Television series like Breaking Bad and Ozark reflect the public’s fascination with money laundering and the criminals who do it. Yet, in reality, laundering is even more sophisticated, dangerous, and far-reaching than the fictional exploits of Walter White or Marty Byrde.
The scale of money laundering is immense—between ZAR 14.3 and 35.69 trillion (2 and 5%) of global GDP is estimated to be dirty money, according to the United Nations Office on Drugs and Crime (UNODC). By funding terrorism and criminal activities and disguising profits generated through human trafficking, drug and arms smuggling, and corruption, money laundering makes the world less safe.
However, stamping out laundering has proved challenging, and authorities have battled it for centuries. To combat laundering effectively, financial institutions must remain vigilant and follow Anti-Money Laundering (AML) protocols.
Here’s a look at typical laundering techniques, their origins, and emerging threats that make AML more critical than ever.
A snapshot of typical laundering methods
Let’s start by considering the term ‘money laundering,’ which conjures up images of washing machines cleaning ‘dirty’ money. The term reflects the practices of early 20th-century gangsters, who disguised earnings from their illegal activities by mixing them into the revenues of cash-only businesses like laundromats.

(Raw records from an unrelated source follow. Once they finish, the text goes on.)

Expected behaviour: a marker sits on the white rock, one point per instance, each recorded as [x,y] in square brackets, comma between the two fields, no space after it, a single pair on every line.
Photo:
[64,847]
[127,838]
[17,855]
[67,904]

Over the years, major events, like the war on drugs and counter-terrorism efforts after 9/11, have brought intense scrutiny to laundering practices. Common laundering techniques fall into three stages:
- Placement: This is when dirty money is introduced into the system. It’s often done by using “smurfs” to deposit small amounts across different accounts, blending illicit funds with legitimate business revenue, or enlisting corrupt insiders.
- Layering: This stage creates distance between the funds and their origins, using tactics like cross-border transfers, currency exchanges, gambling, and purchasing luxury goods, art, and antiques to obscure the source.

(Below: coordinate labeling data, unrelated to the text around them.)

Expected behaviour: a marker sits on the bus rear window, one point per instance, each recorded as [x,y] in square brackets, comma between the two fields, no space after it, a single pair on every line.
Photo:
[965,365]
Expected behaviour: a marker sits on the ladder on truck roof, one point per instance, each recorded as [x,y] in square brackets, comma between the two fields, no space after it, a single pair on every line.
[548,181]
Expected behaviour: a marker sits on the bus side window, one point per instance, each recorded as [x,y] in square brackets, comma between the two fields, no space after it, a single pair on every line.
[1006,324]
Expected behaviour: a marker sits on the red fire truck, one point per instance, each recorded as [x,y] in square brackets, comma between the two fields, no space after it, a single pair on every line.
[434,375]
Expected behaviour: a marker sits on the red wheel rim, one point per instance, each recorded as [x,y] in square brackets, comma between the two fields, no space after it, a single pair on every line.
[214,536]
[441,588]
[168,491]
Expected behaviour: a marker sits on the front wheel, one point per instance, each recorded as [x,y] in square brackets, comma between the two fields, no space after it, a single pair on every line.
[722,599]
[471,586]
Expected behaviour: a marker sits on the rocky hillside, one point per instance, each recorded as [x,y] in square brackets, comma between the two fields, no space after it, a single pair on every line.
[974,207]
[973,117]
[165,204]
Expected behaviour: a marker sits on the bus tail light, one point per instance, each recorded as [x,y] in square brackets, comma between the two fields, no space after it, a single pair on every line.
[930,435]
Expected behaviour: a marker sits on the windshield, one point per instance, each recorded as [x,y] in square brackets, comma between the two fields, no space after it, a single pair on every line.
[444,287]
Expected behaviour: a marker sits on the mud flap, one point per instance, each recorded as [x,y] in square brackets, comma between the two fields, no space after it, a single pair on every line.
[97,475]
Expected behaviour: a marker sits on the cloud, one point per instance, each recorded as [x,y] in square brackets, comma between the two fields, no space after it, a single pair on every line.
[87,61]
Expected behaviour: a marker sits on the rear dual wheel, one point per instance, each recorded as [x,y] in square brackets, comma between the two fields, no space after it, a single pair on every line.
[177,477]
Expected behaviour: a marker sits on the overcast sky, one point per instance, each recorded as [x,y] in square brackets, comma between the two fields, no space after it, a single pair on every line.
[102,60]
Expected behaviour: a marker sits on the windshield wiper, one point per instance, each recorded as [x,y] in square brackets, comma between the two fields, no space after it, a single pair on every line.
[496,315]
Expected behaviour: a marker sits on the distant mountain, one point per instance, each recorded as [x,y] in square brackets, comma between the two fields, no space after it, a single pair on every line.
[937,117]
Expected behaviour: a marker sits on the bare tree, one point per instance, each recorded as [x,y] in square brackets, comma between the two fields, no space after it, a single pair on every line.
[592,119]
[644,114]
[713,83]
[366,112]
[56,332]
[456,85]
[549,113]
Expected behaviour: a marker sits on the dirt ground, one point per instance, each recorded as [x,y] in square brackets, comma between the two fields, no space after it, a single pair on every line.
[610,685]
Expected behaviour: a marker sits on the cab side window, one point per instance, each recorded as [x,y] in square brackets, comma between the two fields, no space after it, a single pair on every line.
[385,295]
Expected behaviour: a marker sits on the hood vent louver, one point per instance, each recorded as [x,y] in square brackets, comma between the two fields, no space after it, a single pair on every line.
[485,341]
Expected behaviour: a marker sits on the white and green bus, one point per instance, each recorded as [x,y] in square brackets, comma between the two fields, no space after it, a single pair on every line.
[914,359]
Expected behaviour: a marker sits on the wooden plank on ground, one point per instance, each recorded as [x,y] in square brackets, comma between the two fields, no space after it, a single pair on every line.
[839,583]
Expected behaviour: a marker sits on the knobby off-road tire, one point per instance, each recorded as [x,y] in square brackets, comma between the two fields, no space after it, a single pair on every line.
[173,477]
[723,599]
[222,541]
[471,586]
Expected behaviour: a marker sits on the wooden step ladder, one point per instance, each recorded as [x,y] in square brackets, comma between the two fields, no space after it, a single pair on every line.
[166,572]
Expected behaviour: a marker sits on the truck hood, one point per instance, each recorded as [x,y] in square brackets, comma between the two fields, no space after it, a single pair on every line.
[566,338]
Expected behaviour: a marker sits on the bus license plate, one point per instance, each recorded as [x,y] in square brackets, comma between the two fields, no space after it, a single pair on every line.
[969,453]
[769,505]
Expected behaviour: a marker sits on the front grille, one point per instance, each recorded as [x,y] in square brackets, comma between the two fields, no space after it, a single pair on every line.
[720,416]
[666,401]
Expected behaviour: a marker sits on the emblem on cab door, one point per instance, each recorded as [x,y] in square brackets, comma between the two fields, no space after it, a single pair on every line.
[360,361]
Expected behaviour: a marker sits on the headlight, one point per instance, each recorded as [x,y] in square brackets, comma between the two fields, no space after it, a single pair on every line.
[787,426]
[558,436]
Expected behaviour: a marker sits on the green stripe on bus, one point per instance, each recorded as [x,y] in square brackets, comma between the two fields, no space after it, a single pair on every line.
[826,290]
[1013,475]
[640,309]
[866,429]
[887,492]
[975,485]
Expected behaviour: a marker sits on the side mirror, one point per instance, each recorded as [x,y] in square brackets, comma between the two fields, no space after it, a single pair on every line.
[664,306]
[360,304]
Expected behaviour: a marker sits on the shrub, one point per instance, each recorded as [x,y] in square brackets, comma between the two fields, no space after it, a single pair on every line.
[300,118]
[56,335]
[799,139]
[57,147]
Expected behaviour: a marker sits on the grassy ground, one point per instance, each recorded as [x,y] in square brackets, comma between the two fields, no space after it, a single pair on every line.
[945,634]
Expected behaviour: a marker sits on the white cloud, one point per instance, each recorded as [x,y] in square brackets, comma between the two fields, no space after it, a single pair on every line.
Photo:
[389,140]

- Integration: This is when laundered money re-enters the economy as clean. It can involve taking out loans through shell companies, cashing out layered investments, or using poorly regulated jurisdictions with weak AML enforcement.

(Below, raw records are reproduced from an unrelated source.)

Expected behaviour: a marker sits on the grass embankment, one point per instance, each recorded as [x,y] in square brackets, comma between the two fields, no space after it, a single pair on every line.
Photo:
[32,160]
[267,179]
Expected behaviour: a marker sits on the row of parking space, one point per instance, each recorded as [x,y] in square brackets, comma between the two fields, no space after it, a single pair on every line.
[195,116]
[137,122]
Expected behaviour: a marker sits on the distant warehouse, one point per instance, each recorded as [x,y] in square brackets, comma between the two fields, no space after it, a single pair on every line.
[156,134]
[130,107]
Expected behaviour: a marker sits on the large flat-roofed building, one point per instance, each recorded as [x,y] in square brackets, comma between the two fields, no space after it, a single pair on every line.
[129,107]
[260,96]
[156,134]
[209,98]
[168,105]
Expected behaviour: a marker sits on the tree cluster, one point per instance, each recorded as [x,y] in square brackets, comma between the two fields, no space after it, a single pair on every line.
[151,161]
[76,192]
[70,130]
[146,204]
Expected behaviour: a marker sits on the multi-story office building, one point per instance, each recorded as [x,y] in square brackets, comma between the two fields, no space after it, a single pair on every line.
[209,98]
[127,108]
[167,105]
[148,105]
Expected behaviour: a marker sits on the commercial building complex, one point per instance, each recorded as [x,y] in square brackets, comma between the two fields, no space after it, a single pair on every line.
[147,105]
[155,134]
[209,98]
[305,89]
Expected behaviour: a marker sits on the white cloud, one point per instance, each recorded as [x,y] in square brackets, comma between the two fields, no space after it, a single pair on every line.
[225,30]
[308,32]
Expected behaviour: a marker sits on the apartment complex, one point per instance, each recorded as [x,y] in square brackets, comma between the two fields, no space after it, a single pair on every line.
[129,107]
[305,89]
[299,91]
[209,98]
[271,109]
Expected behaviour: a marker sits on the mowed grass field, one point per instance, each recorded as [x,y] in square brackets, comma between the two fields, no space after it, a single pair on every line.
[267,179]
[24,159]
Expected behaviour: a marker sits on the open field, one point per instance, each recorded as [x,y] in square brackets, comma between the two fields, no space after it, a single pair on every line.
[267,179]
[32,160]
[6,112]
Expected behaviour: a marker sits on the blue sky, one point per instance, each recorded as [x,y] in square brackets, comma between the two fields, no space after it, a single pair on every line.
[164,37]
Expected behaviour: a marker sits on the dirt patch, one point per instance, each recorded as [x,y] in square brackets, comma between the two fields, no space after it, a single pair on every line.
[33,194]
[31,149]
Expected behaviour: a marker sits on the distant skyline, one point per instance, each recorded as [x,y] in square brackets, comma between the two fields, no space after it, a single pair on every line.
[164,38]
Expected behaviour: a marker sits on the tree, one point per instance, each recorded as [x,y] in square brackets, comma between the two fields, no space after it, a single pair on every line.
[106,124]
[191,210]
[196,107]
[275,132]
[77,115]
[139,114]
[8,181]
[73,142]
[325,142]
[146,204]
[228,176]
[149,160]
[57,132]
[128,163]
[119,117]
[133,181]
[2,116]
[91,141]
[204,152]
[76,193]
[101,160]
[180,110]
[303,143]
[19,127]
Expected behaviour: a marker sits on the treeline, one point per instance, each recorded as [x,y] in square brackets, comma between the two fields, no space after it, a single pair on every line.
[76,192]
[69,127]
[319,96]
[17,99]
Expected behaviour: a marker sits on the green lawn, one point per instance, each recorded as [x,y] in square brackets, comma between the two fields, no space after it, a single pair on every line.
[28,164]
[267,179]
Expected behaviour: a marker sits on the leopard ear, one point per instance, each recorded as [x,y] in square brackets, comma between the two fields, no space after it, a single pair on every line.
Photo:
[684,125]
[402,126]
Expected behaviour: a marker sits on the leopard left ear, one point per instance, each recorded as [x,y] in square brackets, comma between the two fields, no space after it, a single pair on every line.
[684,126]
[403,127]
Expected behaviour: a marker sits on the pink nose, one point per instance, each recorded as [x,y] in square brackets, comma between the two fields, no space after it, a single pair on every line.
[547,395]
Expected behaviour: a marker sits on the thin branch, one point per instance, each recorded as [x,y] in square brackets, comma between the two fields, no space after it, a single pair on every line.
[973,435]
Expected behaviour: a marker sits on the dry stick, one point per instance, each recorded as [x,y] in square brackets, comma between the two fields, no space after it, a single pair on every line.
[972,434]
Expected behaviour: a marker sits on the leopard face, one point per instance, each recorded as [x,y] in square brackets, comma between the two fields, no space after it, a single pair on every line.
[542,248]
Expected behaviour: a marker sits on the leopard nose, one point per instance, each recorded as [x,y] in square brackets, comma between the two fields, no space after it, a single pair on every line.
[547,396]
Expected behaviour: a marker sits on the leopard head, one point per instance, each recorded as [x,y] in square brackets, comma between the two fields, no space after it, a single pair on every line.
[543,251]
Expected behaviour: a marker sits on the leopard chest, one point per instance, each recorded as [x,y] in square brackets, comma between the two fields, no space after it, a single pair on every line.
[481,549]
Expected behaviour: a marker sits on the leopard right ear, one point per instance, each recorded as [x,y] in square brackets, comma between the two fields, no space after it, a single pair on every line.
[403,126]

A new phase for launderers
Traditional methods for placing, layering, and integrating dirty money are evolving in response to regulatory clampdowns from the Financial Action Task Force (FATF) and the advent of new technologies. Criminals are also developing new techniques to bypass AML checks.
Digital finance loopholes
Digital onboarding means money launderers no longer need to visit bank branches or fill in documents to open accounts. Deepfakes and generative AI make it easier for financial institutions to forge or steal identities, creating new challenges.
Unregulated websites
Launderers can conduct transactions without revealing their locations using proxies and anonymous browsers. They can transfer illicit gains into legitimate accounts through unregistered gambling sites, illegal e-commerce platforms, and transactions through legal platforms like gaming services.
Digital muling
Digital muling has grown more complex, with criminals now using scams on social media and recruitment sites to recruit mules who transfer dirty money across borders. During COVID-19, financially vulnerable people became targets for these schemes.
Social media schemes
Like money muling, criminals target and recruit unsuspecting people to withdraw and transfer their illegal funds using fake social media identities or programmes. Terrorists are exploiting crowdfunding platforms to fund their activities.
Cryptocurrency and digital assets
Cryptocurrencies provide new avenues for laundering, such as ransomware payments and cross-border transfers. Regions with lax AML controls for digital assets are especially vulnerable, giving launderers safe-havens.
Stopping financial criminals in their tracks
Legitimate financial flows make the world go round, and they can only be ensured when the whole financial system plays its part—not only by being well prepared to limit launderers’ damage through robust compliance measures but also by constantly adapting to new criminal techniques.
Each financial institution must uphold FATF’s recommendations and their local compliance rules so they can promptly flag suspicious activity. Countering money laundering also calls for partnerships between public entities and private companies across all nations. All stakeholders must collaborate to regulate new threats, such as digital assets and dubious platforms, to safeguard global commerce while curtailing financial crime.